TRAVELER’S COMPANY leans into the romantic, adventurous identity of the notebook. Their branding evokes vintage travel, slow living, and intentional analog culture. The brass hardware, the leather, the warm color palette—everything about the product communicates craftsmanship and nostalgia.

They also sell accessories: brass clips, zipper pouches, pen holders, refill paper in specialty formats, stamps, stencils, and seasonal limited editions. The TRAVELER’S FACTORY stores in Tokyo, Kyoto, Narita Airport, and a few international locations are pilgrimage sites for fans.

This aesthetic isn’t for everyone. Some people want a notebook, not an identity. But for writers and travelers who connect with the philosophy—slowing down, writing by hand, carrying something handmade and personal—the Traveler’s Notebook becomes more than a tool. It becomes a companion.

What It Does Well

Modularity. Separating different types of writing into different inserts keeps your work organized without the bulk of a large notebook. A writing project in one insert, daily journaling in another, lists and planning in a third.

Longevity. The leather cover lasts essentially forever. Individual inserts are cheap ($4-7) and replaceable. You invest once in the cover and spend minimally on refills for years.

Size. The slim profile makes it pocketable and bag-friendly. It’s always with you because it’s never too bulky to carry.

Personalization. Over months and years, the leather, the stamps, the stickers, the charms, the wear patterns—all make the notebook unmistakably yours.

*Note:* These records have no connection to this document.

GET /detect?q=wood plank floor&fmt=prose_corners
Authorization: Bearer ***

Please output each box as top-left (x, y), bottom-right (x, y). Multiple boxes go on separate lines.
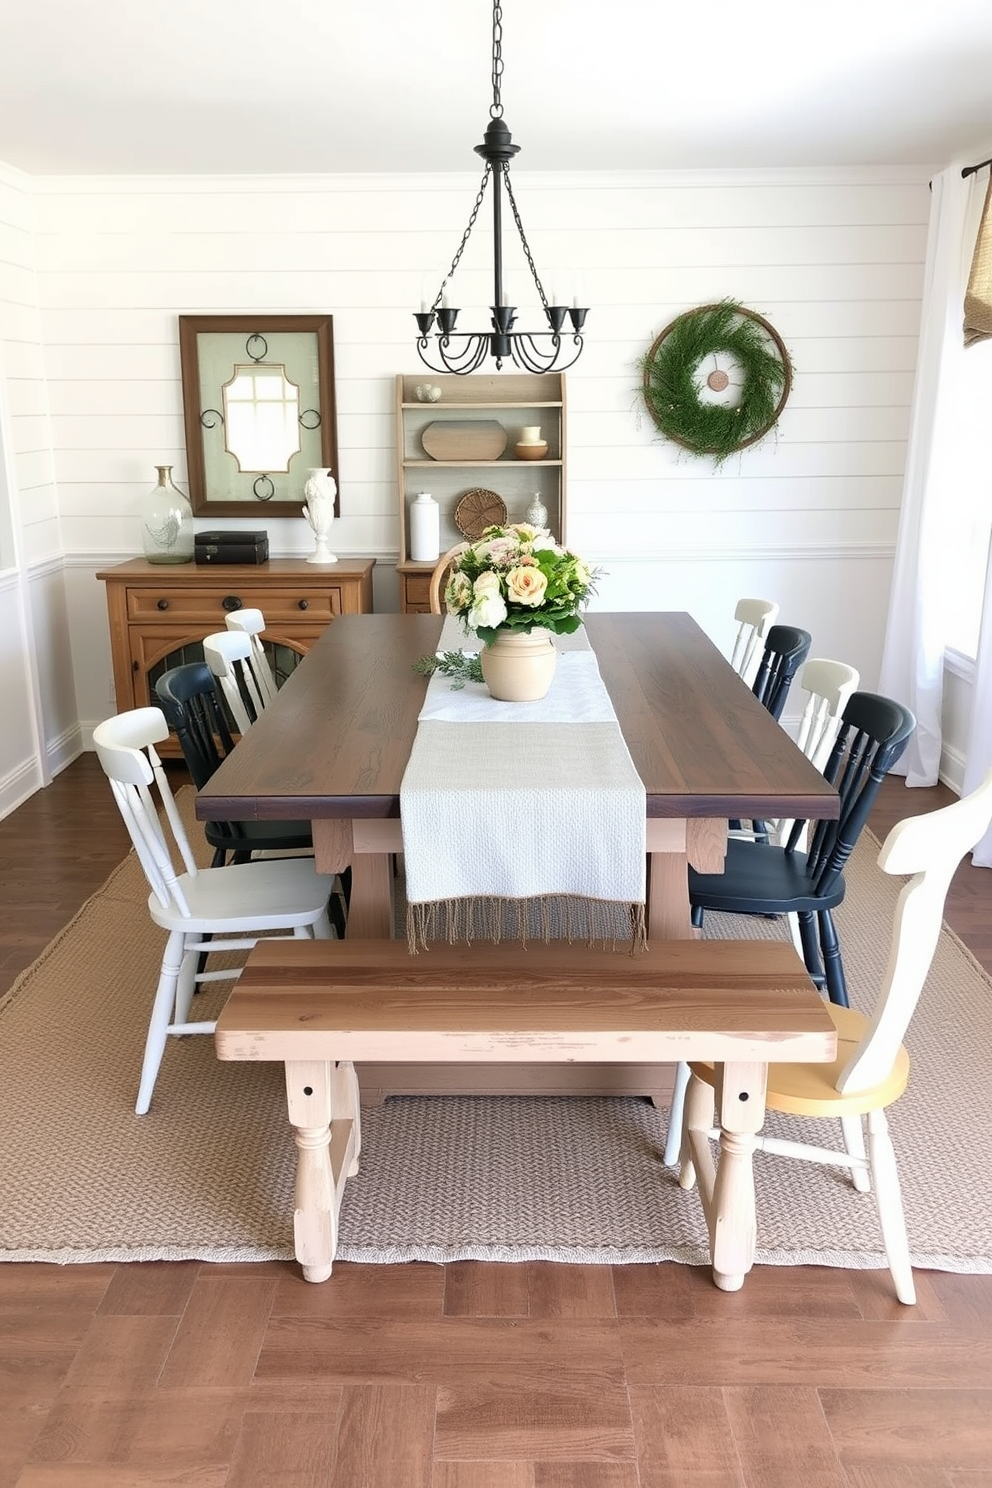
top-left (1, 756), bottom-right (991, 1488)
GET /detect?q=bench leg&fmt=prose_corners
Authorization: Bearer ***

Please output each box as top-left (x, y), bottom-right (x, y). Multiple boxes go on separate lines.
top-left (284, 1058), bottom-right (360, 1282)
top-left (681, 1061), bottom-right (768, 1293)
top-left (710, 1060), bottom-right (767, 1292)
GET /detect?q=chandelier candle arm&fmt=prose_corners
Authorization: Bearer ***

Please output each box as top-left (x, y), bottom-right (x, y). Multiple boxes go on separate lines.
top-left (412, 0), bottom-right (588, 376)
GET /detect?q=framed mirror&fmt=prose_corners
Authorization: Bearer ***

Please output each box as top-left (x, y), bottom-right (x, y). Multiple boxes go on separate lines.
top-left (178, 314), bottom-right (339, 517)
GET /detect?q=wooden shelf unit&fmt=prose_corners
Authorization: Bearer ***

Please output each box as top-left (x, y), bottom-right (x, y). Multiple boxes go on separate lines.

Tactile pleasure. The leather in your hands, the cream paper under your pen, the elastic’s snap when you close it—the Traveler’s Notebook is a sensory experience in a way that hard-bound notebooks aren’t.

What It Doesn’t Do Well

Lay flat. With multiple inserts, the notebook doesn’t lay flat on a desk. The inserts stack unevenly, creating a bump in the middle. You learn to work with it, but it’s a real compromise compared to a lay-flat bound notebook.

Hold many pages. Each insert holds 32-64 pages. Even with three inserts, total page count is 96-192—less than a standard hardbound notebook. If you write prolifically, you’ll replace inserts frequently.

Protect contents. The open-edged leather cover doesn’t seal against water, dirt, or spills the way a zippered case would. In rain, the edges of your inserts are exposed.

Page numbering. Most inserts don’t have pre-printed page numbers—you’ll number them manually if you need to reference specific pages.

The Price

Regular cover: ~$50-55 (official TRAVELER’S COMPANY) Passport cover: ~$40-45 Inserts: ~$4-7 each Starter kit (cover + blank insert): ~$50

The initial investment is higher than a premium bound notebook. But the ongoing cost—just insert refills—is lower per year than buying new Leuchtturm1917s or Moleskines quarterly. Over a five-year period, the Traveler’s Notebook is the more economical option.

Who It’s For

Writers who value the ritual of writing. Travelers who want to document their journeys in a rugged, characterful notebook. Journalers who want to separate different types of writing into different inserts. Analog enthusiasts who appreciate the simple beauty of leather and paper.

It’s not for people who want maximum page count, perfect lay-flat performance, or a sealed, protected notebook. For those needs, a Leuchtturm1917 (see [INTERNAL: leuchtturm1917-vs-moleskine]) or a Rhodia Webnotebook (see [INTERNAL: rhodia-paper-review]) serves better.

But for the writer who wants a notebook that feels like it’s been around the world—or that will be, someday—the Traveler’s Notebook is without equal.